# Chapter 6: Deep vs. shallow copy

## The unexpected copy behavior

In Python, simply copying a variable via a=b won’t create a “deep“ copy, but just a “shallowcopy:

A = [4, 12, 24]
B = A # shallow copy
print(f"A and B before changing B (only): {(A,B)}")


A and B before changing B (only): ([4, 12, 24], [4, 12, 24])

B[1] = -7
print(f"A and B after changing B (only): {(A,B)}")


A and B after changing B (only): ([4, -7, 24], [4, -7, 24])

## deep vs. shallow copy

• A shallow copy constructs a new compound object and then (to the extent possible) inserts references into it to the objects found in the original.
• A deep copy constructs a new compound object and then, recursively, inserts copies into it of the objects found in the original.

The difference between shallow and deep copying is only relevant for compound objects (objects that contain other objects, like lists or class instances)

To perform a deep-copy use the deepcopy-command the copy-module:

from copy import deepcopy
C=deepcopy(B)
print(f"B and C before changing B (only): {(B,C)}")

B[1] = 898
print(f"B and C after changing B (only): {(B,C)}")

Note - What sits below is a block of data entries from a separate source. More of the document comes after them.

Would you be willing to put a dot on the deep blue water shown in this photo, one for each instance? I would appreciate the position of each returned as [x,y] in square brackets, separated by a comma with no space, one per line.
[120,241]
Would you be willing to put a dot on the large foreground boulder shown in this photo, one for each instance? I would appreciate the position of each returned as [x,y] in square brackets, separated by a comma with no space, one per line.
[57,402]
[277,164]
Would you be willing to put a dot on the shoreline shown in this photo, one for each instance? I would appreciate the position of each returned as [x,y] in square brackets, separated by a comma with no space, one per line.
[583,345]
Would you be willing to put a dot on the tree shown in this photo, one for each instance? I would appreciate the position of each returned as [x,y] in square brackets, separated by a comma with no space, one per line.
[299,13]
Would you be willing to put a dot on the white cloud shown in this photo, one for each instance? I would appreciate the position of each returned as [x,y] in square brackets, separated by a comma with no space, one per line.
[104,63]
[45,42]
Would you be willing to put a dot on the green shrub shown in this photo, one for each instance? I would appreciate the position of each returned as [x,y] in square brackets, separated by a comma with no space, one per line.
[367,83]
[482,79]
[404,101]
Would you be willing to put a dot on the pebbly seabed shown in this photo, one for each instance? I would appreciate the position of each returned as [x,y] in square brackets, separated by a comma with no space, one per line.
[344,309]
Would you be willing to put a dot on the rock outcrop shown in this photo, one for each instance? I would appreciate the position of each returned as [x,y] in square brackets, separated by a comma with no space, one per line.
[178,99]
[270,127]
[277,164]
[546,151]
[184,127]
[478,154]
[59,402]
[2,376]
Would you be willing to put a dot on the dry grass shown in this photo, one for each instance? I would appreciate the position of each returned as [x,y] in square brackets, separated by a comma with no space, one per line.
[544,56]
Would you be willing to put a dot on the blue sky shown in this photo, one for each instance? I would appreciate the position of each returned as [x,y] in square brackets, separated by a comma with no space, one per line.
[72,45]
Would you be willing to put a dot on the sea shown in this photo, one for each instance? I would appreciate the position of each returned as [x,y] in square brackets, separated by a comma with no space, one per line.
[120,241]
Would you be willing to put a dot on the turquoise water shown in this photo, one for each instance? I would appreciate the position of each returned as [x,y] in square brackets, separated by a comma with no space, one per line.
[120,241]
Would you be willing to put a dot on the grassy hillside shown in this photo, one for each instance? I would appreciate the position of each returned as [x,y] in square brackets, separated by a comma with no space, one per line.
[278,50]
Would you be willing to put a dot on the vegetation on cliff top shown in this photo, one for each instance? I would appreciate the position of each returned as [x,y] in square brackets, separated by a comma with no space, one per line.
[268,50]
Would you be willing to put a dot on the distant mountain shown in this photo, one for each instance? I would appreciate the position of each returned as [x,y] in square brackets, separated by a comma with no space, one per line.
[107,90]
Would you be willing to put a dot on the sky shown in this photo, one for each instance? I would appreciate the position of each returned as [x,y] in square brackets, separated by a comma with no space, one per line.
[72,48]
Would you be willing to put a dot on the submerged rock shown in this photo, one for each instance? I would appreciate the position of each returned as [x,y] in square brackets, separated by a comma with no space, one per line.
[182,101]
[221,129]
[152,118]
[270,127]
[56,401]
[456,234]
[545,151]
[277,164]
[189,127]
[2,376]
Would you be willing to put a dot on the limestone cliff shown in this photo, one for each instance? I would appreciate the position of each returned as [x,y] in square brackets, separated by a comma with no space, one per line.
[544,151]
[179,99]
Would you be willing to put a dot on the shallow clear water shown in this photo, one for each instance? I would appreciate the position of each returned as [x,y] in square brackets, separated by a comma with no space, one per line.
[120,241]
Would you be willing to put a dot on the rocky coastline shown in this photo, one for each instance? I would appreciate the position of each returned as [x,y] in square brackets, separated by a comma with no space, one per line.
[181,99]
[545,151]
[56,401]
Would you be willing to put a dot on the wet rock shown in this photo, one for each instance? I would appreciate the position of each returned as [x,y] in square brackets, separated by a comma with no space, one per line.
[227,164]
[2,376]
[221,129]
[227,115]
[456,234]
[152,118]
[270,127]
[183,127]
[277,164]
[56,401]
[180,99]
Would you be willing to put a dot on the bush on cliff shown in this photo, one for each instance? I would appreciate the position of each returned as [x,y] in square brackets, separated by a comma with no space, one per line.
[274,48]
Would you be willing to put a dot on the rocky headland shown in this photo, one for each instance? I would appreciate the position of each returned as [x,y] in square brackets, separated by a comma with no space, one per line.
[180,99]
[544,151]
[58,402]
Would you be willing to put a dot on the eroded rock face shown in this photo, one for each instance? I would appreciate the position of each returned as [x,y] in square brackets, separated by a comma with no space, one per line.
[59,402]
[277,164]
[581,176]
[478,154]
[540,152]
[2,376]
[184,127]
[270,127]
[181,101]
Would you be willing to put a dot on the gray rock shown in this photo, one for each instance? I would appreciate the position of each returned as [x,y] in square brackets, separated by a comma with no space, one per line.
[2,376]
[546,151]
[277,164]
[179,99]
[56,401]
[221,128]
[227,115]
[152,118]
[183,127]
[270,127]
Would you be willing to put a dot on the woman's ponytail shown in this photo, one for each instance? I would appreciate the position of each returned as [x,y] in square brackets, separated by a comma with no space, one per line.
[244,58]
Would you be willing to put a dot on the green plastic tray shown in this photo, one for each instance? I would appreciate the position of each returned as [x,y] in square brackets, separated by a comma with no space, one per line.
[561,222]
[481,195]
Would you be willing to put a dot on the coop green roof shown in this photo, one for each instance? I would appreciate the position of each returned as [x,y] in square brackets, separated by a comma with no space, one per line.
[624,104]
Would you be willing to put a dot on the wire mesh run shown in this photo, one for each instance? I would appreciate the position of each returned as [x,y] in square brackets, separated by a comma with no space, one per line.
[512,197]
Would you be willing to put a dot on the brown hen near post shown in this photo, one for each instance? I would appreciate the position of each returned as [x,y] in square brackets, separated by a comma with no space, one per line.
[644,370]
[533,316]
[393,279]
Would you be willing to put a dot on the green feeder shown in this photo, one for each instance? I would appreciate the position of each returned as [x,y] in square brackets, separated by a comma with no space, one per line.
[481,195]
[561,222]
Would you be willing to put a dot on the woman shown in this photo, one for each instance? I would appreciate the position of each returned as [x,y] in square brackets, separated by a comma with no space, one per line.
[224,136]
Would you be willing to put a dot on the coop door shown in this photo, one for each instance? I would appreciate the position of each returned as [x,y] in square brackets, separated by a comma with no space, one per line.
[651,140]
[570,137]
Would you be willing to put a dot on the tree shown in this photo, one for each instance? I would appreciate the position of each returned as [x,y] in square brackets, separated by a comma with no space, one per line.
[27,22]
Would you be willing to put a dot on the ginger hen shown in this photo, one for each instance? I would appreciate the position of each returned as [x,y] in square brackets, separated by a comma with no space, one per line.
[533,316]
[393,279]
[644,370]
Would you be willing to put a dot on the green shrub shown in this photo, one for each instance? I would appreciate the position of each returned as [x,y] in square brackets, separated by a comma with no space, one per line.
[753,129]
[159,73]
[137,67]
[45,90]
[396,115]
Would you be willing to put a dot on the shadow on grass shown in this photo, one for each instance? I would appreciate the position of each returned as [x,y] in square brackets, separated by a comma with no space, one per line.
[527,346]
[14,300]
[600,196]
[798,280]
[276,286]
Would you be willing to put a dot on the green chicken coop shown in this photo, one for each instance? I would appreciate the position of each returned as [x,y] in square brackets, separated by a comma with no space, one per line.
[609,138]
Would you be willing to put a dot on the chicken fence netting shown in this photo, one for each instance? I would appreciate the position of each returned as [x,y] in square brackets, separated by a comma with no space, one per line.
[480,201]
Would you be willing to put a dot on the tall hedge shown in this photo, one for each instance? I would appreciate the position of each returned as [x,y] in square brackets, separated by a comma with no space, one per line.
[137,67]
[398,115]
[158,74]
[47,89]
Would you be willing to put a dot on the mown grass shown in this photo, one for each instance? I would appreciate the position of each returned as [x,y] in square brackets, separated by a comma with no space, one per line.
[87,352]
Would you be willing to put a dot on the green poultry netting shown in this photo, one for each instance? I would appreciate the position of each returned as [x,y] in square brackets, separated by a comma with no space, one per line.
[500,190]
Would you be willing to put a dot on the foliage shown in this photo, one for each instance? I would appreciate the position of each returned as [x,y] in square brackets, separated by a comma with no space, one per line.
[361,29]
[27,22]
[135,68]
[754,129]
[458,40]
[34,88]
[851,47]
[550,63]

B and C before changing B (only): ([4, 898, 24], [4, 898, 24])
B and C after changing B (only): ([4, 898, 24], [4, 898, 24])

Defining a new variable by copying only a subset of a predifined variable also performs a deep-copy:

D=B[0:2]
print(f"D and B before changing B (only): {(D,B)}")

B[0] = 99
print(f"D and B after changing B (only): {(D,B)}")


D and B before changing B (only): ([4, 898], [4, 898, 24])
D and B after changing B (only): ([4, 898], [99, 898, 24])

E = B+A # <-- no shallow copy problems


## Outlook

We will be confronted with the deep-copy problem again, e.g., in the NumPy chapter.